I haven’t done any composing since the first week of September. That puts me at about seven weeks of not putting pencil to paper, the longest stretch I’ve gone without composing in probably five to seven years. It’s not writer’s block; I always have ideas. These last several weeks I’ve lacked the emotional energy to flesh them out.
I am exhausted. We’ve had one week off this year and went camping in New Hampshire; it was a bust and not at all relaxing. My kitchen is still not finished. Covid has shut down my work until who knows when. I haven’t been able to find a part-time job despite applying to many places that I would actually like to work (is the problem that I am overqualified or that they know I will leave once my real work returns?) And personal stuff dredging up thirty years of muck has reared it’s head. I haven’t been this depressed since high school.
So, instead of composing, I’ve been practicing the piano. A lot. Much more than I have in a long time. I’ve been practicing solo piano music. That’s significant, because I usually only practice music I am working on as an accompanist.
I find it much easier to play than compose. I can just open up a book of music and get to it. My sight-reading skills make learning a new piece an almost-instant gratification. Someone else has told me what notes to play when and how; all the decisions have been made, and I’m only responsible for executing. (Of course, executing the most difficult passages requires serious technical skill, so in no way am I disparaging performers.) At the times when I am too worn out to make creative decisions, being able to just play is a balm.

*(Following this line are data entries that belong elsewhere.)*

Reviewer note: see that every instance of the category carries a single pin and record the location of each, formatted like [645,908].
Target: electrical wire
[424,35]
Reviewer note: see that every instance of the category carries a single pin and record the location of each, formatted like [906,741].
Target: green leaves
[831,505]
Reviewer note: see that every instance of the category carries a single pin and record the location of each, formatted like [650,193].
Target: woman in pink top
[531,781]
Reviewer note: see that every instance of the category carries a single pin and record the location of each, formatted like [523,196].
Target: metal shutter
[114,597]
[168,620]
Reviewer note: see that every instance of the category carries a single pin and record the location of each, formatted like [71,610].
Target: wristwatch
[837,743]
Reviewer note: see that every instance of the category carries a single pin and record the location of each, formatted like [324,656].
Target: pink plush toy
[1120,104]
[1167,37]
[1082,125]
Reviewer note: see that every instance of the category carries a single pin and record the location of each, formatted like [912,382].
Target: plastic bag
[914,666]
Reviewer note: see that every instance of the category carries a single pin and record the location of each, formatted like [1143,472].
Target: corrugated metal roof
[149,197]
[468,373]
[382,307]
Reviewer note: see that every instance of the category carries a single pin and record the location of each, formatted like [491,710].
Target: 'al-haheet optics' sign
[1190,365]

The truth is I’ve been a reluctant pianist. When I was five, I told my parents I would never be a concert pianist despite already playing some basic classical repertoire. I never liked playing by myself and joined the school band as soon as I could. However, I never quit the piano. I studied saxophone in college, but continued piano on the side out of some sense of obligation, knowing that piano is good for musicians, like a health tonic. I kept up my piano skills because I should. It paid off; now I make most of my income through piano: accompanying and teaching. I have long joked that I was married to piano, but saxophone was my mistress. Piano was dependable, but boring, and demanded hard work; the saxophone was fun, had vibrato, and didn’t require nearly the effort.
But the piano has always been there, like a faithful lover waiting for me to come to my senses and truly appreciate it.
Piano was there for me when I was a weird elementary school kid who had no friends calling me up inviting me to play, and I spent much of my afternoons practicing.
Piano was there for me in middle school when I was the lonely new kid in town and lived ten miles from my classmates, too young to drive.
Piano was there for me in high school when I could go practice no matter how badly I was feeling.
Piano was there for me in college, a productive diversion, when I was overwhelmed by my work.
Piano was there for me as my children grew and I taught them that mothers have their own lives and interests; they played in the playpen or learned to quietly amuse themselves while I practiced.
Piano was there for me when my children entered high school and college, giving me an opportunity to earn some money.
And the piano is here for me now, at the ready however and whenever I play it, for work or for pleasure.
Of course, the piano is not a person. It doesn’t feel slighted when ignored; it doesn’t require much attention; it doesn’t have emotional needs; it doesn’t have its own thoughts; the care it needs is minimal and relatively predictable.
And yet, like a friend, it listens to me and responds to my feelings. I play whatever I want, and it empathizes. It helps me process. There is no judgment; the piano isn’t bothered if I play a wrong note or if I play the right note wrongly. I can come angry, happy, sad, or stressed and it helps me relax, refresh, and refocus. The Bible has a verse in it that says the Spirit prays for us when we don’t know what to say (Romans 8:26). Often times, I feel those incommunicable prayers are given voice through the piano keys.
In this trying time, I can depend on my piano – sturdy, patient, and expectant.
So, hello piano, my old friend. I’ve come to talk with you again.